If you've got the right equipment, the next step is to check the submission requirements for the various libraries. These will vary from place to place. Some companies allow you to upload low-compression JPEG files directly to the site, while others require you to send in large uncompressed TIFF files on a CD or DVD. All of them will want to check that your work is of sufficient quality before they accept it, so you should put together a small portfolio of your best shots. These should be as varied as possible, and include generic product shots, landscapes, portraits, action and lifestyle photos.
At this point it is important to note that all stock photo libraries will require that you have full ownership of the photos you submit, and that you have permission to use those images commercially. It's important to make sure that your photos don't include anything that is already copyrighted, and this includes product logos, brand names, and even some shapes. Sometimes these can be quite surprising. I had a photo of London including the new City Hall rejected by a stock library because the building itself is a copyrighted design.
For photos of people, it is important to get formal permission from the subject to use the image commercially. This is usually via a model release form, which the model must sign to give you formal legal permission to use the photo. Stock libraries will usually not accept photos of people unless they are accompanied by a signed model release form. Most of the libraries have model release forms available for download on their websites. Download one, print off a dozen or so copies and keep them in your camera bag.
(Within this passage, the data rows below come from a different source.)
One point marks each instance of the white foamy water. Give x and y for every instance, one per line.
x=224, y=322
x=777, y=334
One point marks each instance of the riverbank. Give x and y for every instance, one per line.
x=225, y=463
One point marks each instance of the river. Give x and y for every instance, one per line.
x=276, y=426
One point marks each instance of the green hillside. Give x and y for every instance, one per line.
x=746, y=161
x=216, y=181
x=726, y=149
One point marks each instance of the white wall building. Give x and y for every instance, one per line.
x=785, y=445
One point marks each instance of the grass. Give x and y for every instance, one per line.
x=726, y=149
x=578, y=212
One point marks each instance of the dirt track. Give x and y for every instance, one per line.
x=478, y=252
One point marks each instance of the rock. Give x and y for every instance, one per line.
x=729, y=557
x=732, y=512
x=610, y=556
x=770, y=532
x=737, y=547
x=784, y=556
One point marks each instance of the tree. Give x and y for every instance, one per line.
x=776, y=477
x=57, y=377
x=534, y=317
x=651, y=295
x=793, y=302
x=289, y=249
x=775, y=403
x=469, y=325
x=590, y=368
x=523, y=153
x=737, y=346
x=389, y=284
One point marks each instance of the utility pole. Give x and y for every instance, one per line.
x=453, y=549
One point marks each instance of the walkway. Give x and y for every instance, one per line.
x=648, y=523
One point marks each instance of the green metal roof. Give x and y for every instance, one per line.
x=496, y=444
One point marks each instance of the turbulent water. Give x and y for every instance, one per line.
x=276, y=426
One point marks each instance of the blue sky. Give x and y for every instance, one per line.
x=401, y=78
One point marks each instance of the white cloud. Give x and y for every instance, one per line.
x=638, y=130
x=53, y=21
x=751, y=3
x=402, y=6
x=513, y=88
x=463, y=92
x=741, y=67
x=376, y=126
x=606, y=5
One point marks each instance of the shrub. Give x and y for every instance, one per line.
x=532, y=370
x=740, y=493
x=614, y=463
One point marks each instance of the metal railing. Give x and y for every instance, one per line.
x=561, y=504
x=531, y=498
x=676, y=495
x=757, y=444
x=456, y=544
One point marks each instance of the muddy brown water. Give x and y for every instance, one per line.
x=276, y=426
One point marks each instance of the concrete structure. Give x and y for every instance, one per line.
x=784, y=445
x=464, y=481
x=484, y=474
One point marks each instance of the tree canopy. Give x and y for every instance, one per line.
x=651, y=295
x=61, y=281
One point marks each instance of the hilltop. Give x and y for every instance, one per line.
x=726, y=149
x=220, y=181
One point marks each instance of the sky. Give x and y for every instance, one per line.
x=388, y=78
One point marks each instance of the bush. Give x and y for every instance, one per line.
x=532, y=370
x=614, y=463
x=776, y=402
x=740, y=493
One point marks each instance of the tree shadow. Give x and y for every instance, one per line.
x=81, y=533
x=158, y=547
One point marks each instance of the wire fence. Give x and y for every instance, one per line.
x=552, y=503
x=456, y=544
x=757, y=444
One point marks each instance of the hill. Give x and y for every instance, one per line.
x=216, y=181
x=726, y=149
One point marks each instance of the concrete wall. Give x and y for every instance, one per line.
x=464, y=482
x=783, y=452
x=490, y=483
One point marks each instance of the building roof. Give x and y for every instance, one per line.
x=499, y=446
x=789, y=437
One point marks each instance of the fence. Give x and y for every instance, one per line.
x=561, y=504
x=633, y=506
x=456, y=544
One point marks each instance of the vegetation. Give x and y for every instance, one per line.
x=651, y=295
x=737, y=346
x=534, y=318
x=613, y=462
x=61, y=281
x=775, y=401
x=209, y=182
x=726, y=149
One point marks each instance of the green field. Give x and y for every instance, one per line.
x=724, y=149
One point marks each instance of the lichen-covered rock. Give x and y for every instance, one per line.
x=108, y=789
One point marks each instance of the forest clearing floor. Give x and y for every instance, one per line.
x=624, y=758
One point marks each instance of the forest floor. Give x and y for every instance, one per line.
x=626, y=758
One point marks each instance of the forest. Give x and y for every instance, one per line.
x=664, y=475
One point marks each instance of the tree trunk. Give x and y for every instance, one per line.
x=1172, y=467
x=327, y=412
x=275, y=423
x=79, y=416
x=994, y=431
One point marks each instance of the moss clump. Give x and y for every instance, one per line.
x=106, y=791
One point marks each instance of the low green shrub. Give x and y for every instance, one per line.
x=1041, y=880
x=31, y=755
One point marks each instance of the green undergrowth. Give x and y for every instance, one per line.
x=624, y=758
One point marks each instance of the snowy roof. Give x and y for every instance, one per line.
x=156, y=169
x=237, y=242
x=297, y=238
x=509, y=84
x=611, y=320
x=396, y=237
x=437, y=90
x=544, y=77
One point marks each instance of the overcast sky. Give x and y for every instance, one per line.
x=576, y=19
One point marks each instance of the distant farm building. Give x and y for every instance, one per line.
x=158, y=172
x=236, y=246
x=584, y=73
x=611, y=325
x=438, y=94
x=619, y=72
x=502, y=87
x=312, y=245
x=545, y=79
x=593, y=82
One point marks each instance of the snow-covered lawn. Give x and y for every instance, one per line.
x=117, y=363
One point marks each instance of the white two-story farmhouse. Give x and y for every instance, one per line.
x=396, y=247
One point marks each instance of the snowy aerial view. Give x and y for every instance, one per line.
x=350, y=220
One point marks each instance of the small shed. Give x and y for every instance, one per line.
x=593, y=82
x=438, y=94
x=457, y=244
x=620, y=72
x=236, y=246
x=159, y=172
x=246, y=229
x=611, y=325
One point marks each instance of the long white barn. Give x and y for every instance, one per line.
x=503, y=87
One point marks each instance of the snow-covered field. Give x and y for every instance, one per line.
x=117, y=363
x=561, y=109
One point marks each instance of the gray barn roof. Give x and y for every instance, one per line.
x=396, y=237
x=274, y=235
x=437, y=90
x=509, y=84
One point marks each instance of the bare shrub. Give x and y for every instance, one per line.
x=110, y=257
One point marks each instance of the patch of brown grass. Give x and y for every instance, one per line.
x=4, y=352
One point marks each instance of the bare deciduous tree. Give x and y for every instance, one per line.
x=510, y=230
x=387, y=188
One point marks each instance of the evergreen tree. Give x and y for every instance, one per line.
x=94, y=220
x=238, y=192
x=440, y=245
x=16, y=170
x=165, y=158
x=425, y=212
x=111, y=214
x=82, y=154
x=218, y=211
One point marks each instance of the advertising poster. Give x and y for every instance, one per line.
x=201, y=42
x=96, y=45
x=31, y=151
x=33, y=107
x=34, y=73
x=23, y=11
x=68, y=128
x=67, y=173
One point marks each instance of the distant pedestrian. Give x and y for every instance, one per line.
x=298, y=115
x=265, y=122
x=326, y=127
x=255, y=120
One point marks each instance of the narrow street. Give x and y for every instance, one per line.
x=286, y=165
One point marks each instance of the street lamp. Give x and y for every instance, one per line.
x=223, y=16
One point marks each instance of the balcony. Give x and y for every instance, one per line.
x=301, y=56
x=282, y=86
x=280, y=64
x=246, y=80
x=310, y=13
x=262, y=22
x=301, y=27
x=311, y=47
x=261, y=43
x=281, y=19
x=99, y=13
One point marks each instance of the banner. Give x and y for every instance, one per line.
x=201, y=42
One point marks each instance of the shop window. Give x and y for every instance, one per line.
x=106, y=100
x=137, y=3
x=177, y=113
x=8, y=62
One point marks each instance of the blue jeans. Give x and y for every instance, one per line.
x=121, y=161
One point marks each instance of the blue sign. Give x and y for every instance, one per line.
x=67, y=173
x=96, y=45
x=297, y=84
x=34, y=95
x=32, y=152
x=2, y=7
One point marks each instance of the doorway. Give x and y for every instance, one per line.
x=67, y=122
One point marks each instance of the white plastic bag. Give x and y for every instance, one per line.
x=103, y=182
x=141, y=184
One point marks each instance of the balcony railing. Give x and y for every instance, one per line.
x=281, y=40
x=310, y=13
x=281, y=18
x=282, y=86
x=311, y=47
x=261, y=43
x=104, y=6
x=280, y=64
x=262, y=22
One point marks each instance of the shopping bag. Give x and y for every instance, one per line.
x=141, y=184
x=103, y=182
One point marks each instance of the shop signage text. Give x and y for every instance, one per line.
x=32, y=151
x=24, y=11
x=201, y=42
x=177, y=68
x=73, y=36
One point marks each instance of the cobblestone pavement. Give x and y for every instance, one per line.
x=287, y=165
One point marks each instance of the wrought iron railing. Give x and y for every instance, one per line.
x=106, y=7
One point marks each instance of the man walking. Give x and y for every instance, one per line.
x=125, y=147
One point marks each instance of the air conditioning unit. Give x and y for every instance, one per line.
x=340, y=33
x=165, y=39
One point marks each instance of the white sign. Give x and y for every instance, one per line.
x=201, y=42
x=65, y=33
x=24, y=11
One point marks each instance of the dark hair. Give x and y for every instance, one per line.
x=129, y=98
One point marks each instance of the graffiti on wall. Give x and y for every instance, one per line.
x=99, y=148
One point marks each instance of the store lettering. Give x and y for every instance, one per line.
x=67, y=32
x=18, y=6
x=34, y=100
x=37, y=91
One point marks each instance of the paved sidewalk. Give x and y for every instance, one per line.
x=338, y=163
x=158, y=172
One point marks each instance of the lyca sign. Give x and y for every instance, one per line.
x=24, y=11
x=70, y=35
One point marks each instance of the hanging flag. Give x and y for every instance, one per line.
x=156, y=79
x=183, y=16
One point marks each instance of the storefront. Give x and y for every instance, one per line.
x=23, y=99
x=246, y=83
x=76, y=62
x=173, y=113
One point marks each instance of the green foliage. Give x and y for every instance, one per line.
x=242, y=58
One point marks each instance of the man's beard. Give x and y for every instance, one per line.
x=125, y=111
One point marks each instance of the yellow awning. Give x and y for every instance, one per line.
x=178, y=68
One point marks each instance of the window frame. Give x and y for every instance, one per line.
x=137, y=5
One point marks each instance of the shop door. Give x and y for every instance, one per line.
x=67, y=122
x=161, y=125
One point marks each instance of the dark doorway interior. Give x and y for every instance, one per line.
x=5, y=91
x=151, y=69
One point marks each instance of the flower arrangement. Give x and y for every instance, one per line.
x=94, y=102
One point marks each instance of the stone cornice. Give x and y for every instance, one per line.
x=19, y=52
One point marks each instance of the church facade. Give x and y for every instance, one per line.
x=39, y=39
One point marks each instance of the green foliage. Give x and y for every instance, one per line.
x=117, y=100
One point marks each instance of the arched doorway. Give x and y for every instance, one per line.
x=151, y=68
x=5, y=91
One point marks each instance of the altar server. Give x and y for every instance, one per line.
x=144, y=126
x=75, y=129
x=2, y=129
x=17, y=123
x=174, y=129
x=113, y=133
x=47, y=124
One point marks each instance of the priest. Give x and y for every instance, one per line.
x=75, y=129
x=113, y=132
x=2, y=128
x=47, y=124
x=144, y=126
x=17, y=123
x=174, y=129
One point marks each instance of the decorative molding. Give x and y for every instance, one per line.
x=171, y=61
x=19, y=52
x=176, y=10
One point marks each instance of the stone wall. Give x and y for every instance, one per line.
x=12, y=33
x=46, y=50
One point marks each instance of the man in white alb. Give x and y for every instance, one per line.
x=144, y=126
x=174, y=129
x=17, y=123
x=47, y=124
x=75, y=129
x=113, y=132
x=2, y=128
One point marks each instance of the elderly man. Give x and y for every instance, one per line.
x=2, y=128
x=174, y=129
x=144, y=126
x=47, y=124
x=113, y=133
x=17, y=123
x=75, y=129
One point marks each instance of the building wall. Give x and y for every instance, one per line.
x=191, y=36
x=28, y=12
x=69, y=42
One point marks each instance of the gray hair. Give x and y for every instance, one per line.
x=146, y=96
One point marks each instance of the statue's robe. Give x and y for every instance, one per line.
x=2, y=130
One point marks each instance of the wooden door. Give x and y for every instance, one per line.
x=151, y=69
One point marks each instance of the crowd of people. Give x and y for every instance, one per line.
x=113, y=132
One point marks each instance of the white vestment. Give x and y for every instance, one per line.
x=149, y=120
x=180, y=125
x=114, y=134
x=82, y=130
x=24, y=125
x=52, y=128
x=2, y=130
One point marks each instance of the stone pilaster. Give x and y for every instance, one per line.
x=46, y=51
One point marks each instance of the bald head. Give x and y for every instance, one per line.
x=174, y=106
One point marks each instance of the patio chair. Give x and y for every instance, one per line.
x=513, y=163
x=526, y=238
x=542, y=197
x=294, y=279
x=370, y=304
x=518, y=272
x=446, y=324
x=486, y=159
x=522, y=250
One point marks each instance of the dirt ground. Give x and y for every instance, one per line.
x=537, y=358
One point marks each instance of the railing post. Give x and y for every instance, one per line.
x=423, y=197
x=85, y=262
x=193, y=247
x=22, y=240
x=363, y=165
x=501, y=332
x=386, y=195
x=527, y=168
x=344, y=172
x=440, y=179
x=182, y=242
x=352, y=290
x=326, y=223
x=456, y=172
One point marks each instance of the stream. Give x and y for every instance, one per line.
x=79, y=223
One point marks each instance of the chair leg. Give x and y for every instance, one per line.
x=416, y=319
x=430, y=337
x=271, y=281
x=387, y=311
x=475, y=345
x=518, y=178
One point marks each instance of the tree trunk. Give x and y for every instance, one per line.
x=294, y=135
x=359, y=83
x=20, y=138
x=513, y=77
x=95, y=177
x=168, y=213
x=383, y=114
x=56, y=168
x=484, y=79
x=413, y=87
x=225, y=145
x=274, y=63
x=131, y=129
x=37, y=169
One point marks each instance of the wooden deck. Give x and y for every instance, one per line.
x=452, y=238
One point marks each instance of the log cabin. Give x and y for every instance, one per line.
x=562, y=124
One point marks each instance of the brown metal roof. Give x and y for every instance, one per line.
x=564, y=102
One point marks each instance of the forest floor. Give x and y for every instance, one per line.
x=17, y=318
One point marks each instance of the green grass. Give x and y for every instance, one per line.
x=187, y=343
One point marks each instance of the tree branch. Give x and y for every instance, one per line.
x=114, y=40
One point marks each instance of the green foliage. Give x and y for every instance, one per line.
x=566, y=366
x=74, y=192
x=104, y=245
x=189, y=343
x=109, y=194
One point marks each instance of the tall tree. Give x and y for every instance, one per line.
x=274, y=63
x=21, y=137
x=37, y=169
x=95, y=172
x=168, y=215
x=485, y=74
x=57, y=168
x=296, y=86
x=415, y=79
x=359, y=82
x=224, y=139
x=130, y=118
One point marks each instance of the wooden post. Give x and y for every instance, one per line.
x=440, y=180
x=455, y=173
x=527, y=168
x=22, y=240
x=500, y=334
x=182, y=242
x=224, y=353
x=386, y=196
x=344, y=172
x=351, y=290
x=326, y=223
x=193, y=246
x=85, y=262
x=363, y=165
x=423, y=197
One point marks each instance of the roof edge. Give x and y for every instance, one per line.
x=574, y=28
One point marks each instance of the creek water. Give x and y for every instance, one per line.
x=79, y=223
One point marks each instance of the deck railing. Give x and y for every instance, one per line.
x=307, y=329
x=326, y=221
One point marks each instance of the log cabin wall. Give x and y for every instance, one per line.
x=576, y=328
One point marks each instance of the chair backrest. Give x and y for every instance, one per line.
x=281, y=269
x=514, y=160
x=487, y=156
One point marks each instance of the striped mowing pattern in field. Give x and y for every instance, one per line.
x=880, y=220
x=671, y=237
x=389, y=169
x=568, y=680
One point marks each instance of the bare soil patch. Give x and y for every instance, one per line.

Once your work has been accepted, most of the libraries will give you the option to select what type of licence you wish to apply to it. What this means is whether the photo will be sold to a single user for a one-time use, usually for a single large fee, or whether it will be made available royalty-free, so that it may be used by several different customers over many sales, but usually for a smaller fee each time. Read the details of each company's licence terms carefully, because this will affect how your photos sell, and also how much money you make from them. The libraries themselves make their money by charging a commission each time one of your photos is sold, so be sure to check how much of a cut they are taking. The larger, more professional companies have very reasonable commission rates, which is why they are so popular.